The Sheriff’s Office said in a statement on Wednesday that Ms. White was “no longer employed” by the office.
She had recently decided to retire, and the escape occurred on her last day of work. Sheriff Singleton said that it was unusual for someone her age, 56, to retire four years before her retirement benefits would become available.
Her mother, Pat Davis, said in an interview with WAAY-TV that Ms. White never spoke of retirement, though she’d recently sold her house and moved in with Ms. Davis.
“Nobody saw this coming,” Sheriff Singleton said, emphasizing Ms. White’s reputation as a respected colleague and a four-time recipient of the jail’s employee of the year honor.

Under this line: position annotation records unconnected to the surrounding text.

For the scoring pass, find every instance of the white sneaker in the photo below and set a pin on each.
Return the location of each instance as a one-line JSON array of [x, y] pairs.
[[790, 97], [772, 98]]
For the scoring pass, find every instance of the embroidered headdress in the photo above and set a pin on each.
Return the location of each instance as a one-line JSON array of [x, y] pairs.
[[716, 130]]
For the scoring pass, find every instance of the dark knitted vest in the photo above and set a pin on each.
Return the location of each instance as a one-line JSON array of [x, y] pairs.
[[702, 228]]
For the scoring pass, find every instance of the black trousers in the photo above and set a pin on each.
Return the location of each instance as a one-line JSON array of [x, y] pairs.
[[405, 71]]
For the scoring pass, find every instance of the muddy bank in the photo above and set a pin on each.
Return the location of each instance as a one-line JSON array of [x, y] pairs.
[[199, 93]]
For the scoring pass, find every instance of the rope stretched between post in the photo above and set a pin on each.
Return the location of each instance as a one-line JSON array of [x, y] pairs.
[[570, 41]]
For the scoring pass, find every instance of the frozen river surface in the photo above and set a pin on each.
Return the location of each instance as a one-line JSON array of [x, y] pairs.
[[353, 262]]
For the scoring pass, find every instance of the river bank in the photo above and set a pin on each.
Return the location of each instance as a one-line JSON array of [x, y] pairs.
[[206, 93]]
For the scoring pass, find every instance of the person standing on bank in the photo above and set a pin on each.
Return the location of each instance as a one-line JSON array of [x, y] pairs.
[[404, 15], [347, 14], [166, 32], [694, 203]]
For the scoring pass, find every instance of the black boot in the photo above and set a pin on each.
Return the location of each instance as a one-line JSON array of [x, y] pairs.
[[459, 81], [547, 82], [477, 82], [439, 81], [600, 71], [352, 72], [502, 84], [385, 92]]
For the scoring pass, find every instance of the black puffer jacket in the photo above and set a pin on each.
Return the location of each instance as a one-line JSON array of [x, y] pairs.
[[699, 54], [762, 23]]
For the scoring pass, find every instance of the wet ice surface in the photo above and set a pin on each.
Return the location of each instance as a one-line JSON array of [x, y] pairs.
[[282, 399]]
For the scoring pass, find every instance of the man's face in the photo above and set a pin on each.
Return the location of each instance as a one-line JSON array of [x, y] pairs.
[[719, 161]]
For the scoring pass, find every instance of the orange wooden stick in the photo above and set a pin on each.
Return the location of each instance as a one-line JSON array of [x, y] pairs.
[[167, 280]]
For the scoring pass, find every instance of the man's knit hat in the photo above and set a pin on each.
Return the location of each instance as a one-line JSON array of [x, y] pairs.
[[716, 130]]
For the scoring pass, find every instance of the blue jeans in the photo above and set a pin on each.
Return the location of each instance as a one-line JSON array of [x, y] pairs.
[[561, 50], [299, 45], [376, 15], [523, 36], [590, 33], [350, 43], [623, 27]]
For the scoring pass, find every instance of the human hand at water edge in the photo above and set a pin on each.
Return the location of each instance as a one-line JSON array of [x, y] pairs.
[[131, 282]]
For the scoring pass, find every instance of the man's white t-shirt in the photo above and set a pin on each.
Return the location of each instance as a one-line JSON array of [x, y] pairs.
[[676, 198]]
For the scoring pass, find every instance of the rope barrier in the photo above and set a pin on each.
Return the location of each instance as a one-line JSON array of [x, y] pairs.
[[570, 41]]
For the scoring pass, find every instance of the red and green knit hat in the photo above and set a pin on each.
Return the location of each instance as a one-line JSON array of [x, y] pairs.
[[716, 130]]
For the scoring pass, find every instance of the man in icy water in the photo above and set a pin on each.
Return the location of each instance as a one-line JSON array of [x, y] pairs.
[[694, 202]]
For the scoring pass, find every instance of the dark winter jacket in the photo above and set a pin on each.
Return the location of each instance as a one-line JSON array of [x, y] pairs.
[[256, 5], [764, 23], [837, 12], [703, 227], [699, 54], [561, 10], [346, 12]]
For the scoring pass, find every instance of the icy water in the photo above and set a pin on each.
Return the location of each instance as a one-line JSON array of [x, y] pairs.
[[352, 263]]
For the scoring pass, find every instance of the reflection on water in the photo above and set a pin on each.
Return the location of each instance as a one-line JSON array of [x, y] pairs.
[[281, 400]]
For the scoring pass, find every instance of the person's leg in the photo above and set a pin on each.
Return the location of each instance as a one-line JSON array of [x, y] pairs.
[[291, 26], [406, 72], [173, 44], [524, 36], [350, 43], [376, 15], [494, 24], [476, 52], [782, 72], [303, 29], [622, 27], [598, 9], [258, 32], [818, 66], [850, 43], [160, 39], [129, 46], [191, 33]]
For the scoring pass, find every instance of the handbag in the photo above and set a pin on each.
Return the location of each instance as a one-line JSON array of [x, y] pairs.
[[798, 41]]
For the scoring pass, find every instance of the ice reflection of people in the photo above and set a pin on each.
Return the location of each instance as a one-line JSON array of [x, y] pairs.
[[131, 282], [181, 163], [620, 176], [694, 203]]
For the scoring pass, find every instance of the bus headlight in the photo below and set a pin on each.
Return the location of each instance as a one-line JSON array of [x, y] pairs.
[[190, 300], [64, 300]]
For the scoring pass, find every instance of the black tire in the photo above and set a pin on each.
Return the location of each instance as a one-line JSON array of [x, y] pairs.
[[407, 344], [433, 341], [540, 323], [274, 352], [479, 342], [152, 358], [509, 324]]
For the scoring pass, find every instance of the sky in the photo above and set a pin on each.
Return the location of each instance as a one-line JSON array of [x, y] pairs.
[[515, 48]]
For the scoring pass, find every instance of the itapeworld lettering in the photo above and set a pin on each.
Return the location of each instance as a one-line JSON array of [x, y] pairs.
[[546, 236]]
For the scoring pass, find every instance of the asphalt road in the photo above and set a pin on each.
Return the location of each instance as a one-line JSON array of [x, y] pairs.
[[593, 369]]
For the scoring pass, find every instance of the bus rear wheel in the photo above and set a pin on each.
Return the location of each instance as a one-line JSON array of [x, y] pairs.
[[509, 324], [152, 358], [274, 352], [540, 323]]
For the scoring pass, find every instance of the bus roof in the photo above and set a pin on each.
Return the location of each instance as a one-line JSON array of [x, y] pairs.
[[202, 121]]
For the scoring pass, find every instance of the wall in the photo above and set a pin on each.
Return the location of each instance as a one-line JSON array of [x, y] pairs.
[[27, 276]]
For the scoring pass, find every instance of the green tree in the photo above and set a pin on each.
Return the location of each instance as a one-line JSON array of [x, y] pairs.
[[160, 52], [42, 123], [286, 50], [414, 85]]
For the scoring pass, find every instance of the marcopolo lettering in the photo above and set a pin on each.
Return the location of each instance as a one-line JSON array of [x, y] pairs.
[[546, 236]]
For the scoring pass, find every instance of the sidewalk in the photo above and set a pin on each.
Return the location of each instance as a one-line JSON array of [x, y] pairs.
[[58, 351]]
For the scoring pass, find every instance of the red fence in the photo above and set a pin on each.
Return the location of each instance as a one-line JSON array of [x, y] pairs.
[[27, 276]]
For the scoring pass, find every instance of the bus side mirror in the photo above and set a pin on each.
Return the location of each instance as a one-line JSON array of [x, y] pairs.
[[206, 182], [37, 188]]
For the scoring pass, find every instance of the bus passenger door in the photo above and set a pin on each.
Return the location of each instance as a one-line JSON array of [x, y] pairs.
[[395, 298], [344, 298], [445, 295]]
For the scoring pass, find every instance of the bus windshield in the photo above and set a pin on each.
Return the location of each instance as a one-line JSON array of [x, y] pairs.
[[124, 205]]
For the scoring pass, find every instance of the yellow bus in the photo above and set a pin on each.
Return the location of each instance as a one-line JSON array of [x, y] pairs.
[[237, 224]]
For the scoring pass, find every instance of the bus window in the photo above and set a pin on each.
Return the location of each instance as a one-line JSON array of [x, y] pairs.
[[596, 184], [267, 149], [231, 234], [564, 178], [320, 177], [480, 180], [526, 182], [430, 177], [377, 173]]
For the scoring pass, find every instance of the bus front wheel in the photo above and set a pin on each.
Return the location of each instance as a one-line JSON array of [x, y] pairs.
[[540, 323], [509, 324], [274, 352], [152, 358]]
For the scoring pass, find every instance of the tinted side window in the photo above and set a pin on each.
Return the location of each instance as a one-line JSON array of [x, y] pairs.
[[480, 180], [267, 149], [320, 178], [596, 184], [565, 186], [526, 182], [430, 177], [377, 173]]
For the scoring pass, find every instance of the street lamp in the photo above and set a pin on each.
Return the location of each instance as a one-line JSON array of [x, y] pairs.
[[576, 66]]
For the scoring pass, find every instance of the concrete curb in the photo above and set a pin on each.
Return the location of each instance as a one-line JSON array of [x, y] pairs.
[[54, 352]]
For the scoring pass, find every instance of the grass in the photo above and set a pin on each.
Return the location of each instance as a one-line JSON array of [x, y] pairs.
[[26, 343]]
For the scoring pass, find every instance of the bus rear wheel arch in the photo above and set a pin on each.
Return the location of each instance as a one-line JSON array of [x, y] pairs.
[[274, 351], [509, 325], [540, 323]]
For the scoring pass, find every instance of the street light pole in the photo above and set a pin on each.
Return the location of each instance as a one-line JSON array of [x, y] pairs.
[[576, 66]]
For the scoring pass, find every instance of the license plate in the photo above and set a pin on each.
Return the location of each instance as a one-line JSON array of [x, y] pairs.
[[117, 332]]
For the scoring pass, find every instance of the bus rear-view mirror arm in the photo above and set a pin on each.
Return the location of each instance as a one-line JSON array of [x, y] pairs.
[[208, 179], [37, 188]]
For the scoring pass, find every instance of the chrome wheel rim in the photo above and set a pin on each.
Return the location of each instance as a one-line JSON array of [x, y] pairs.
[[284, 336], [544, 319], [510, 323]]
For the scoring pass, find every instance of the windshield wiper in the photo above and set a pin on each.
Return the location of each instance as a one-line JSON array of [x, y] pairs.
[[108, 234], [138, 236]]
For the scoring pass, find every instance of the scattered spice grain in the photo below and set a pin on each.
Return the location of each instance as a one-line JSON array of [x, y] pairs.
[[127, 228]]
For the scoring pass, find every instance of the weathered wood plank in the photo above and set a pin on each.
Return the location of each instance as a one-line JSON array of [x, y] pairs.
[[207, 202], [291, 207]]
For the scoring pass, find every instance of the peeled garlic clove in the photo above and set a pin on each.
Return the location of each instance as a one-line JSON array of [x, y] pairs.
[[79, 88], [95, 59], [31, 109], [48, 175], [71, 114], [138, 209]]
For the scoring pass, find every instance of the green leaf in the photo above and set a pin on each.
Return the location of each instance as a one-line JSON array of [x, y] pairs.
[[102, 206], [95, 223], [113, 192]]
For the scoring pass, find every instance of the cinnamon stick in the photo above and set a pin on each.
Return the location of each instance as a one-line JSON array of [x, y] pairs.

At the time of the disappearance, Ms. White was armed with a 9-millimeter handgun. The U.S. Marshals Service warned that she and Mr. White might have been armed with a shotgun and an AR-15-style rifle.
On Wednesday, the Marshals Service said in a statement that Mr. White had threatened a former girlfriend and her sister, warning that he would kill them if he ever got out of prison.
Sheriff Singleton said after the capture on Monday that Mr. White would be “handcuffed and shackled” in his cell. “He’s not getting out of this jail again,” Sheriff Singleton said. “I assure you that.”
Johnny Diaz and Livia Albeck-Ripka contributed reporting.